Check mon status from socket

sudo ceph --admin-daemon /var/run/ceph/ceph-mon.qn-cnfslhc.asok config help
sudo ceph --admin-daemon /var/run/ceph/ceph-mon.qn-cnfslhc.asok config show
sudo ceph --admin-daemon /var/run/ceph/ceph-mon.qn-cnfslhc.asok

Enable msgr2

Enable msgr2 in nautilus

ceph mon enable-msgr2

OSD remove

$ ceph osd out osd.<ID>
$ systemctl stop osd.<ID>
$ ceph osd down osd.<ID>
$ ceph osd purge osd.<ID>
$ ceph auth rm  osd.<ID>

Disk clean up

check spurious partitions with lsblk and then remove them with

dmsetup remove <partition hash>

for i in `cat ~/disks.txt`;do id=$(lsblk $i  | grep ceph | awk '{print $1;}') && id_c=${id:2} && dmsetup remove $id_c ;done

Zap the the disk with gdisk

gdisk  /dev/sdbe < input

where input is a file with this content:

x
z
y
y

Pools

ceph osd pool ls
ceph osd pool  delete <pool> <pool> --yes-i-really-really-mean-it

OSD PG recreate

This is a destructive operation, to recover a severely degraded cluster.
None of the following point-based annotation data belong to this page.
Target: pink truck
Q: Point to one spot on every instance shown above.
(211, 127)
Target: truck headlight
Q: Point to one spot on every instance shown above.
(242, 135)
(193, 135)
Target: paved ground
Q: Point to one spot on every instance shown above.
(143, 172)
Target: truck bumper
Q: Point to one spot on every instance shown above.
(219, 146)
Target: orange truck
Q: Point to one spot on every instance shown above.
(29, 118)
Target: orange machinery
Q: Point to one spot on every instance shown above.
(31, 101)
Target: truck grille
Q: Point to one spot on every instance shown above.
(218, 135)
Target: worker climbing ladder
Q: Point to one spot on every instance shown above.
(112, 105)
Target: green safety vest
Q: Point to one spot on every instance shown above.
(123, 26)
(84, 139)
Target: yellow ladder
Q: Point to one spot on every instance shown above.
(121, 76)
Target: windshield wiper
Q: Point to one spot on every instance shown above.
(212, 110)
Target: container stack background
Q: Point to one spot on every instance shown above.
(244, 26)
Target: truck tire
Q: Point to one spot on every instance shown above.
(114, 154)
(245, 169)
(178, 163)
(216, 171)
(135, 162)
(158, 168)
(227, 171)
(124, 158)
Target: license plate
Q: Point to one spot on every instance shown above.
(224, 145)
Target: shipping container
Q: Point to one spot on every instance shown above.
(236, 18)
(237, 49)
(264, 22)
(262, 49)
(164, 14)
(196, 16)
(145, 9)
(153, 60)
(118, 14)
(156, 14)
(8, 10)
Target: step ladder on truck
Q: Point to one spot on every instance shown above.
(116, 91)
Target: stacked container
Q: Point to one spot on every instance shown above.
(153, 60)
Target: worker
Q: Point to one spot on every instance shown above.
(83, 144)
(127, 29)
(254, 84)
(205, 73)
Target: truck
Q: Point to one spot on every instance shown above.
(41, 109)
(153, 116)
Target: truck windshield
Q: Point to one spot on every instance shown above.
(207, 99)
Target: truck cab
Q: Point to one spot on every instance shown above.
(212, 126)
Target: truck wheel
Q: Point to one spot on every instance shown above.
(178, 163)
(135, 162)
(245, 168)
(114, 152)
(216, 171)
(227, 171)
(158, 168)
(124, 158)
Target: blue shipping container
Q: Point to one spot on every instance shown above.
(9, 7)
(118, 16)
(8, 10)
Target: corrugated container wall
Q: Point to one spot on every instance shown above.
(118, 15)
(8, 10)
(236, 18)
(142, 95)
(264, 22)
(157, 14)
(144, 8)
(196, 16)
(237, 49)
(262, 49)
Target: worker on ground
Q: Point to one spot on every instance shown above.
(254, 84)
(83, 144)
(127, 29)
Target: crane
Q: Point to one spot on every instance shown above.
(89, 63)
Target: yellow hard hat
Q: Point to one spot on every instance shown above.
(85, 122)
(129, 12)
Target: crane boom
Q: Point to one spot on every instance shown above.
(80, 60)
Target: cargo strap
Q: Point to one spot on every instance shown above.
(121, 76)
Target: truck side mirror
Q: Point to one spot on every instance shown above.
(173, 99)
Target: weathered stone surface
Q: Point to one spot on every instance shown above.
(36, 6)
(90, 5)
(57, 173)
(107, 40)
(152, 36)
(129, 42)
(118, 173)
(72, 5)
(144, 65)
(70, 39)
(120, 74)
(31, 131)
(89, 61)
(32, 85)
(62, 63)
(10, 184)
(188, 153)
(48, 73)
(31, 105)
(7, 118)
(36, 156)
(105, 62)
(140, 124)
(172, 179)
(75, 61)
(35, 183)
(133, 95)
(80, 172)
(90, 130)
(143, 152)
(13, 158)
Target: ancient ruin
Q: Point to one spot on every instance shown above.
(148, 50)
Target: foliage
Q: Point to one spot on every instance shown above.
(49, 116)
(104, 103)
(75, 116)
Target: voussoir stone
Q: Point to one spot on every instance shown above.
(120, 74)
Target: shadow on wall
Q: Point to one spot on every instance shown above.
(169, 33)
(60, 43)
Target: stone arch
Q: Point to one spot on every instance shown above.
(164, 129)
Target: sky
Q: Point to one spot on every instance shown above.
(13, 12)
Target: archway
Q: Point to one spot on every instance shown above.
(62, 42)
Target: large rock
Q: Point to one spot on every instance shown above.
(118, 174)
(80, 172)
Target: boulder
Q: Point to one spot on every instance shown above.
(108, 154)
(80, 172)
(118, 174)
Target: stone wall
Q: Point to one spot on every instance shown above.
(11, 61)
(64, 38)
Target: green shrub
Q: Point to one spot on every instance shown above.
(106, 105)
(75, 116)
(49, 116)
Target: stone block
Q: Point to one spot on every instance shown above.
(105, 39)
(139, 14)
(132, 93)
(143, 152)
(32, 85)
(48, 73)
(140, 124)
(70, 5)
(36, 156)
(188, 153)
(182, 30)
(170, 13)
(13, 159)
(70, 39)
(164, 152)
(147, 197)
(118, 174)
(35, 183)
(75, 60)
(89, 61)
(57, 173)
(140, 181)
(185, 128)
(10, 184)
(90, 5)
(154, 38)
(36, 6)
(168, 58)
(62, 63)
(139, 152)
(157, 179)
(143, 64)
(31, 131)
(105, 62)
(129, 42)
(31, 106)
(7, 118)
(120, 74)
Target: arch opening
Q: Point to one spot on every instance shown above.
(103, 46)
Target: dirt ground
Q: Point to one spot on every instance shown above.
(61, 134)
Retrieve the list of inactive PGs for a given :

ceph pg dump_stuck inactive | grep <state>
for i in `ceph pg dump_stuck inactive | grep <state> | awk '{print $1}'`;do ceph osd force-create-pg $i --yes-i-really-mean-it;done

BLUEFS_SPILLOVER BlueFS spillover detected

Sometimes the metadata can spillover to spinning disks. The way to solve this is to scrub the OSDs:

ceph osd scrub <id>

As a reference from the documentation:

Data Scrubbing: As part of maintaining data consistency and cleanliness, Ceph OSD Daemons can scrub objects within placement groups. That is, Ceph OSD Daemons can compare object metadata in one placement group with its replicas in placement groups stored on other OSDs. Scrubbing (usually performed daily) catches bugs or filesystem errors. Ceph OSD Daemons also perform deeper scrubbing by comparing data in objects bit-for-bit. Deep scrubbing (usually performed weekly) finds bad sectors on a drive that weren’t apparent in a light scrub. See Data Scrubbing for details on configuring scrubbing.
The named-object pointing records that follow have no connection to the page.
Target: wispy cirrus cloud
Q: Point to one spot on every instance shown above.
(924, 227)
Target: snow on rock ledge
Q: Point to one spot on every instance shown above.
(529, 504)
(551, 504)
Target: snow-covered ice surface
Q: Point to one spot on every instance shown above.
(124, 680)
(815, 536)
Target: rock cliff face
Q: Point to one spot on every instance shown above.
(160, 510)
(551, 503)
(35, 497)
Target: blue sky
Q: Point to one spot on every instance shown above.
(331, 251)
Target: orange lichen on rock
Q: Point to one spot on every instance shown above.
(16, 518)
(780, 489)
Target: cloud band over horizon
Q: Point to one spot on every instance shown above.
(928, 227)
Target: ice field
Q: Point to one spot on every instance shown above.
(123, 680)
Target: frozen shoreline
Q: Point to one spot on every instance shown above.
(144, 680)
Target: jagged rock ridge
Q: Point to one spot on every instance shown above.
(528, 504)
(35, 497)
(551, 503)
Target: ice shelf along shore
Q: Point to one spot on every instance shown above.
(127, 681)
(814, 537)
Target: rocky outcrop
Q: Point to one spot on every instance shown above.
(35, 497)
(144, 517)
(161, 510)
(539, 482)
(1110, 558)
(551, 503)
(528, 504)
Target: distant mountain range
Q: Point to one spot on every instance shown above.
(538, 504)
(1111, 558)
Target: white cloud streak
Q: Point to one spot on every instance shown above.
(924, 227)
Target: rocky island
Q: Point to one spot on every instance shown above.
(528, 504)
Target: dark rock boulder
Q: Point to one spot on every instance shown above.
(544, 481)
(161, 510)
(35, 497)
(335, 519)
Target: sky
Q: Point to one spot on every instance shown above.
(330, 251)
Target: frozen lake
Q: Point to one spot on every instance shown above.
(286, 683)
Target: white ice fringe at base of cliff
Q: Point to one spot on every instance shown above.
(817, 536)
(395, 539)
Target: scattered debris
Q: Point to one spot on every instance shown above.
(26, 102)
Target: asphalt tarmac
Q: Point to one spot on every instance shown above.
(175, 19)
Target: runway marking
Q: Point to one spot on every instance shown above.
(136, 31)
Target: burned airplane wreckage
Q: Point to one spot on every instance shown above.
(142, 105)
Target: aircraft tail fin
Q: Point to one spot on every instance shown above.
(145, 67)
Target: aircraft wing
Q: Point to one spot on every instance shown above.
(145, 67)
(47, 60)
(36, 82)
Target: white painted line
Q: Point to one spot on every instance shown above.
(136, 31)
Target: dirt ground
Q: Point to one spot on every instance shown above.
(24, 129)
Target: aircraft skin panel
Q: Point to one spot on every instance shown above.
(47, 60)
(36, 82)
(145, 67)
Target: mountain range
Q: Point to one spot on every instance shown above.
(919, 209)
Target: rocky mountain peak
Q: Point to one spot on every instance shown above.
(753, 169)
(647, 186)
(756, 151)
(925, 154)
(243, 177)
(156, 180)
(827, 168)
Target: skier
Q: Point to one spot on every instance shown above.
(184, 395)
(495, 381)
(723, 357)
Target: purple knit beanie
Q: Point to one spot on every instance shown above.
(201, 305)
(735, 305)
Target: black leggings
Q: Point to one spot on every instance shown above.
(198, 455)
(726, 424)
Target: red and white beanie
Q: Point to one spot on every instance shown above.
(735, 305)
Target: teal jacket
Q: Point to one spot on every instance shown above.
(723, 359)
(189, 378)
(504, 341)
PG_DEGRADED (Degraded data redundancy: 10564/21718684 objects degraded (0.049%), 1 pg degraded)

Find the problematic PG

ceph health detail

With the id of the PG find the related OSD:

ceph pg 23.304 query | grep -A 1 acting

Restart the corresponding OSD.

Filesystem removal

First umount the fs from all the client, then stop all the metadata servers. After this issue:

ceph fs rm cephfs --yes-i-really-mean-it

Crash Warning

After checking with ceph crash ls-new, they can be cleaned with

for id in `ceph crash ls-new | awk '{print $1}' | awk '{if(NR>1)print}'`;do ceph crash archive $id;done

Slow ops

If you have warnings concerning slow ops that refer to timeout connection versus some osd you can solve in the following way. First of all login into the complaining host and find the slow ops by:

ceph daemon mon.ds-507 ops 2>&1 | grep "timeout osd"

Then try to restart the osd, this should clear the slow ops warnings.